Town looks at ways to involve public in scrutinizing plans for development

Enterprise file photo — Michael Koff

Pyramid Management, owner of Crossgates Mall, propose building a 222-unit apartment-and-townhouse complex here, at the corner of Rapp and Gipp roads in Guilderland. There would be a sign here, letting passersby know of the plan, if the town passes a proposed change in its zoning regulations. 

GUILDERLAND — The town board has suggested and is considering a change to the zoning code that would introduce a new system of holding pre-application conferences and making provisions for supplemental notice, to bring various town department heads and the public into the development process earlier. 

The town board will continue a public hearing on the matter on Nov. 19. 

A draft version of this amendment posted on the town’s website describes the pre-application conference: A pre-application conference is recommended prior to submitting an application for site-plan approval, special-use permit, or planned unit development. The public is invited to attend.

The conference, which is non-binding, will include review of the concept, compliance with zoning-code requirements, and any potential site-plan and development issues. Applicants are encouraged to discuss the concept with adjacent and potentially affected property owners, hear their concerns, and consider mitigation measures early in the process. 

The amendment related to the supplemental notice says that, within seven days of submitting an application for site-plan approval, special-use permit, or planned unit development, and at least seven days before a scheduled public hearing, the applicant will post placards at the proposed site, each a minimum of 11-by-17 inches with at least 36-point font reading, “The property located at (street address(es)) is subject to an application by (name of applicant) for (project description). The application is available for public inspection at the building department.” 

In the initial public hearing on Sept. 3, Supervisor Peter Barber explained that the idea for the pre-application conference arose when he was doing research related to conservation easements, and ran across a provision for a pre-application conference in the zoning code of the town of Bethlehem. Guilderland’s proposal is like Bethlehem’s, he said. 

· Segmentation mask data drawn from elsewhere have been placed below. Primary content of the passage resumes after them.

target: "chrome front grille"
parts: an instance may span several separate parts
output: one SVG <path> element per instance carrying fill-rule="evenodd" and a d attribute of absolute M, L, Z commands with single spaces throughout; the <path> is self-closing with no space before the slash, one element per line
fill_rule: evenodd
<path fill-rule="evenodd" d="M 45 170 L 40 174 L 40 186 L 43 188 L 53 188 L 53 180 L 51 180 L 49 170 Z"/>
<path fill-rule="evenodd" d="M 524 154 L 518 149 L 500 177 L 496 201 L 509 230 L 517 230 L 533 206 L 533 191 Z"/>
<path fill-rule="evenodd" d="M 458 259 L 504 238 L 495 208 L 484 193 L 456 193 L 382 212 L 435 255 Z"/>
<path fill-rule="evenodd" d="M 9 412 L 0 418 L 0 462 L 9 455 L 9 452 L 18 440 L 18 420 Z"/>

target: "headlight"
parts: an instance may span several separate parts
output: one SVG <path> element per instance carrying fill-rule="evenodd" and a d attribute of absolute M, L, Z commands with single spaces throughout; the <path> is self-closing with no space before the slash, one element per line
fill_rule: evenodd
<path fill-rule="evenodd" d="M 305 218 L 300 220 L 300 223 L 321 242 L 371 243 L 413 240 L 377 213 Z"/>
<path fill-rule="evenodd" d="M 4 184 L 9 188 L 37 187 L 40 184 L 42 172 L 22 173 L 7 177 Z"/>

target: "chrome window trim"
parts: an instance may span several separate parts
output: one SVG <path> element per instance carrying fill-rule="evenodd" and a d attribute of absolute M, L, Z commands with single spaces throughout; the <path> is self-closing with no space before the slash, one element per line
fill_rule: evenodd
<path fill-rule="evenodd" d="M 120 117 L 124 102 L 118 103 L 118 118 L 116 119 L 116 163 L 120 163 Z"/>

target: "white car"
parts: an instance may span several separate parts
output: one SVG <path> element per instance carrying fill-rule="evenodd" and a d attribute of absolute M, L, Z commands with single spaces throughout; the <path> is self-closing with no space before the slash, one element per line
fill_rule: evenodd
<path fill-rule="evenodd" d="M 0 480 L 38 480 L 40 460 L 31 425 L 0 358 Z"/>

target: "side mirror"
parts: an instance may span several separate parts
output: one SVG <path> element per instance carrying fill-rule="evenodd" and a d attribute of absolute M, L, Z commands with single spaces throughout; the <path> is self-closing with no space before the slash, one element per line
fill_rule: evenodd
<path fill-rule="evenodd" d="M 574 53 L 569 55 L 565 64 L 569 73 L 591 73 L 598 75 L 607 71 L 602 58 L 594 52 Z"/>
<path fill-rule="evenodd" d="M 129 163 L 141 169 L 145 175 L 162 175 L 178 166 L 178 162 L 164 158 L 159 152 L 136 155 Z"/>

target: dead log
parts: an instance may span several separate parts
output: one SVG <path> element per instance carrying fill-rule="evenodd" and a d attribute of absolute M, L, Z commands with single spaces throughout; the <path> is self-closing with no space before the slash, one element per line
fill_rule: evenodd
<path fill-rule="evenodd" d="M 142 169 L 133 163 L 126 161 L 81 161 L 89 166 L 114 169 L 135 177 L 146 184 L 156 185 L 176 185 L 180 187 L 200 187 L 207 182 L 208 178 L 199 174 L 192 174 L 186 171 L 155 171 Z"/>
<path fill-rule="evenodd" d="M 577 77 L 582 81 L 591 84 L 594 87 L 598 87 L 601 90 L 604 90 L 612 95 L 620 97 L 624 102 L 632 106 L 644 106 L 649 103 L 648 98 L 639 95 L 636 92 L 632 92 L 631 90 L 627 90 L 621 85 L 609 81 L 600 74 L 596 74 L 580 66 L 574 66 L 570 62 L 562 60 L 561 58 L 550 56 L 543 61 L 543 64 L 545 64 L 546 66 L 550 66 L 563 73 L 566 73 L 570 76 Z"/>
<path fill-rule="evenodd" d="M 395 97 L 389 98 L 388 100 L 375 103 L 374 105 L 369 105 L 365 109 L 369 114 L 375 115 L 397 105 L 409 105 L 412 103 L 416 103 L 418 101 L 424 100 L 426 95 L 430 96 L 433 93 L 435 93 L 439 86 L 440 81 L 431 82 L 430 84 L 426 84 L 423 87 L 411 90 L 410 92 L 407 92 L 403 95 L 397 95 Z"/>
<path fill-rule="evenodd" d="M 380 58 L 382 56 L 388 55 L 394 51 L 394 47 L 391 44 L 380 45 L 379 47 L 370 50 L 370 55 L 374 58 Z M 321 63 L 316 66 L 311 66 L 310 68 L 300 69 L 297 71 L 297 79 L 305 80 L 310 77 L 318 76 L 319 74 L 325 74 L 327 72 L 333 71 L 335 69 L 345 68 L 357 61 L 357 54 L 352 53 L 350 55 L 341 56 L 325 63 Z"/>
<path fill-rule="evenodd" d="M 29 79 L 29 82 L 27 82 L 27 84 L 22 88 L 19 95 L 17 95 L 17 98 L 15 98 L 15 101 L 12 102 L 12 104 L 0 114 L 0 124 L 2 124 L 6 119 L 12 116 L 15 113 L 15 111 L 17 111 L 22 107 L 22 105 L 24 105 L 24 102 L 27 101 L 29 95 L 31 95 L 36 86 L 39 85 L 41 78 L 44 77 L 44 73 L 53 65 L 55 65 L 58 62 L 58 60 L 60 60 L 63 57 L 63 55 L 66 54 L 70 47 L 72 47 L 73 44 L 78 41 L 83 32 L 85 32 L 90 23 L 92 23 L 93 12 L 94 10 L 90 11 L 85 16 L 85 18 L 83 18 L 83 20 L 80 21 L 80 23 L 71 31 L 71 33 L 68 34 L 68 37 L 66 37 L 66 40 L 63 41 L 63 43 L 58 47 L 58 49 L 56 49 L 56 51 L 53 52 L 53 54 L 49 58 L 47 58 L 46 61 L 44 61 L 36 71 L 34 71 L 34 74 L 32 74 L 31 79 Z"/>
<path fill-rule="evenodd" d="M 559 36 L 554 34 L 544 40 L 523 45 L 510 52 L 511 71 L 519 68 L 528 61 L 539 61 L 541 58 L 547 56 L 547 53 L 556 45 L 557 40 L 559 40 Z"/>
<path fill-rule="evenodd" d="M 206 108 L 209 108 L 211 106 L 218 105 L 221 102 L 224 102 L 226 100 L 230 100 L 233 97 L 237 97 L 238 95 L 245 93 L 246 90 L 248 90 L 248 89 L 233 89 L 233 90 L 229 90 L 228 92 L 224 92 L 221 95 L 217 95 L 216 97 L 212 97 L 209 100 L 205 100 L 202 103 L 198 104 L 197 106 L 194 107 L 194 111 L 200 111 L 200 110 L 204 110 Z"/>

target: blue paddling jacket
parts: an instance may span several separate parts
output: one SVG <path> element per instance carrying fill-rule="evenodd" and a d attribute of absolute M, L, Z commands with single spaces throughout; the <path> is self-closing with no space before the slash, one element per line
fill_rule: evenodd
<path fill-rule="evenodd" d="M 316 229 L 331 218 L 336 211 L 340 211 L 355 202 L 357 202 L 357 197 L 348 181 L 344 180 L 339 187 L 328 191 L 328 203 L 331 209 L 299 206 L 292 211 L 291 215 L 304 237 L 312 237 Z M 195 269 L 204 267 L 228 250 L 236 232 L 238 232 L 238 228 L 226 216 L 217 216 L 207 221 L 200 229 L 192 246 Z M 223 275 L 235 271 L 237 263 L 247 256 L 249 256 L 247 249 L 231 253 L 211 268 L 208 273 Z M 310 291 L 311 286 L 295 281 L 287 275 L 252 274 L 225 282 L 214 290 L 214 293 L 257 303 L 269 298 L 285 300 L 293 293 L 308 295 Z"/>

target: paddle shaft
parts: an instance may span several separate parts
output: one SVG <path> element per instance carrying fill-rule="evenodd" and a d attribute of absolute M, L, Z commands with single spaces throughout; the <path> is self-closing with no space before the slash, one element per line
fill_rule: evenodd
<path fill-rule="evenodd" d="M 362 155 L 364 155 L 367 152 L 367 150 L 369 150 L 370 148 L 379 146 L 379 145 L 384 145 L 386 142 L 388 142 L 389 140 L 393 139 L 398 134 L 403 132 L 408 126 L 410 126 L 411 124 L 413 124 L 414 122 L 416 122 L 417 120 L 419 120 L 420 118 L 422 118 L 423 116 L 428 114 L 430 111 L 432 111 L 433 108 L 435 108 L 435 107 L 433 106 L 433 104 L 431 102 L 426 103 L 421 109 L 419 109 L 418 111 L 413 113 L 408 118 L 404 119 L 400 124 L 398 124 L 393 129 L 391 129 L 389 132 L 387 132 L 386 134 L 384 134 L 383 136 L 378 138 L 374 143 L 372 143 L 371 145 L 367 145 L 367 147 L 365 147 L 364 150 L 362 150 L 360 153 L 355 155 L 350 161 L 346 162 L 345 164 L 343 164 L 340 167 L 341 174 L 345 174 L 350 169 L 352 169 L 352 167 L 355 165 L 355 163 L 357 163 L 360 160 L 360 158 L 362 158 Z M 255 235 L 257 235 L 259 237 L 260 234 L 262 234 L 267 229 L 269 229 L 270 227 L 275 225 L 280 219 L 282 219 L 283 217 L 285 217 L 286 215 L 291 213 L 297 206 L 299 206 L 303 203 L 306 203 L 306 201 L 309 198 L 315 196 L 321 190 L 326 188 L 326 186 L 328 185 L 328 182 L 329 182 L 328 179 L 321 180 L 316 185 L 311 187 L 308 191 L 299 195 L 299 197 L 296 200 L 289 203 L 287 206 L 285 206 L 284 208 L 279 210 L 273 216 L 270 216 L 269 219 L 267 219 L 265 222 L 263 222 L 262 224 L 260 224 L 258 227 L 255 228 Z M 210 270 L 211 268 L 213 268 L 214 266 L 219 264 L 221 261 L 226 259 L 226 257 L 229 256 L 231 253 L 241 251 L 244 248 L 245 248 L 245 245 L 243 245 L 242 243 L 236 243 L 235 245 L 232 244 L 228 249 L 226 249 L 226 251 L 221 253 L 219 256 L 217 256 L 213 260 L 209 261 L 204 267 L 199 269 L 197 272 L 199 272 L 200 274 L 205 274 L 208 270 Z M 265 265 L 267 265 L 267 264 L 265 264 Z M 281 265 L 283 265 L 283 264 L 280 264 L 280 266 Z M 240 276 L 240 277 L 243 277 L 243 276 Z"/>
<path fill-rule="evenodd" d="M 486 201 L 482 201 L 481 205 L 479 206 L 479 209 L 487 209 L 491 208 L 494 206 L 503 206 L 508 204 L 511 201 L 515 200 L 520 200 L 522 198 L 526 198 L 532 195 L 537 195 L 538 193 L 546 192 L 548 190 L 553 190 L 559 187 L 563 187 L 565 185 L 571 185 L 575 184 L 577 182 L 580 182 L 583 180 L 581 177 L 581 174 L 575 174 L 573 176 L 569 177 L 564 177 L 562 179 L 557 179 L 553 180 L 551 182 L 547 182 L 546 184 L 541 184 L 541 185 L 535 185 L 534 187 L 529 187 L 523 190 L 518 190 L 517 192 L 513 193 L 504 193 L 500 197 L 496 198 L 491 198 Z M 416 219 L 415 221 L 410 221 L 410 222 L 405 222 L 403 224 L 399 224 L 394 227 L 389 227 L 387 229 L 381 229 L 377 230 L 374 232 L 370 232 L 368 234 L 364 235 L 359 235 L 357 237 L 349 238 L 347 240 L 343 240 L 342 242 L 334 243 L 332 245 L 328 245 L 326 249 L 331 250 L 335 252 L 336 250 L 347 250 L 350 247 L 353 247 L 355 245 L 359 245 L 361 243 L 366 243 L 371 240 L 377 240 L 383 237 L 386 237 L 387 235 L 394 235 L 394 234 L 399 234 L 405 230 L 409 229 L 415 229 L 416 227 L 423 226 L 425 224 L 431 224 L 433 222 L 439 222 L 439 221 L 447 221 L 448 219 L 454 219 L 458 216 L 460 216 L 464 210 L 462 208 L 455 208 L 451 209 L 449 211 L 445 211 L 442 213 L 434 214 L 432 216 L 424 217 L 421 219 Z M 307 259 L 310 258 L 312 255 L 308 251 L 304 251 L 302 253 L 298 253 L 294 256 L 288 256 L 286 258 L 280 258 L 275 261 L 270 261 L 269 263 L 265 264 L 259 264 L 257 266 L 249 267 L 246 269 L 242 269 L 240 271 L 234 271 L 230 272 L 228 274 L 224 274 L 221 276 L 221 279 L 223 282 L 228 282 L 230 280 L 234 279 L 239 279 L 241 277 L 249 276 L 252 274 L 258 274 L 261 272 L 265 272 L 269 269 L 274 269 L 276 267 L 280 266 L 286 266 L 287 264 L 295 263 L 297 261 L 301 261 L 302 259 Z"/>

The notice placards are something Barber saw recently when he was visiting New York City, he said, adding, “There also have been a lot of comments from people that they want to be more involved.” 

Two residents spoke at the Sept. 3 public hearing, saying that they support the idea but wanted to suggest changes to give the conference more weight. 

Steven Wickham, the current head of the grassroots group Guilderland Coalition for Responsible Growth, handed out to residents in the gallery a printout of an edited version, with additions and strikeouts, to make the pre-application conference mandatory rather than optional. He had given copies to the board, he said. 

The group also suggested increasing from 7 to 14 days the minimum amount of time that must pass between the posting of placards at project sites and the holding of public hearings. 

Laurel Bohl, formerly of the Guilderland Coalition and now a candidate for town board, said at the hearing that she supports the group’s proposed changes and wanted to add more, which included: 

— Making it mandatory for all projects; 

— Requiring that the pre-application conference be noticed with publication in a newspaper and mailed to adjacent residents; 

— Requiring a threshold review of whether or not the proposal is in keeping with the comprehensive plan for that area; 

— Requiring the posting of a summary of the pre-application conference on the town website; and 

— Requiring that the project not appear before any board for at least 10 days after the summary of the pre-application conference is posted. 

In addition, Bohl suggested that a Residents’ Advisory Committee be created, with five volunteer residents and two alternates, appointed after an open-job posting and interviews.

Members would have no ties to employees in the town hall or any connection to the project under review. Each would serve a three-year term, staggered. After review, this committee would vote on whether a project accords with the comprehensive plan, and the reasons for members’ votes would be recorded. 

At the public hearing, Bohl had said that the findings of the committee should be binding on the boards and require a supermajority vote to overrule. She later amended this to conform with law, stating that committee findings should be “advisory,” but that they are to be “given serious weight” by the planning board, zoning board, and town board.

Bohl writes in her suggested amendment that, if the Residents’ Advisory Committee votes against a project, the respective board that next considers the project needs to make a threshold determination, on the record, of whether or not the project accords with the town’s comprehensive plan, and each single board member must describe his or her reasoning, on the record, with the results posted on the town website. 

Bohl wrote in an email to The Enterprise this week: “I like the idea of bringing in the residents’ viewpoint in a meaningful way to the local town government. Why would anyone be against that? Seems like Democracy in action.” 

She also wrote that these types of committees are not only legal, but quite common in New York State and said that Colonie, Bethlehem, and Saratoga Springs each has one; The Enterprise was unable to confirm this by press time.

One resident spoke at the public hearing against the changes suggested by the GCRG, saying, “Let’s not make government any bigger.” He said that some of the language the grassroots group suggested “is trying to infringe on the rights of property owners.” 

Thomas Remmert, chairman of the zoning board, rejected Bohl’s idea of a Residents’ Advisory Committee. “I don’t think it’s necessary,” he said. “We already have two resident committees: They’re called the planning board and the zoning board, and they already hold public hearings.”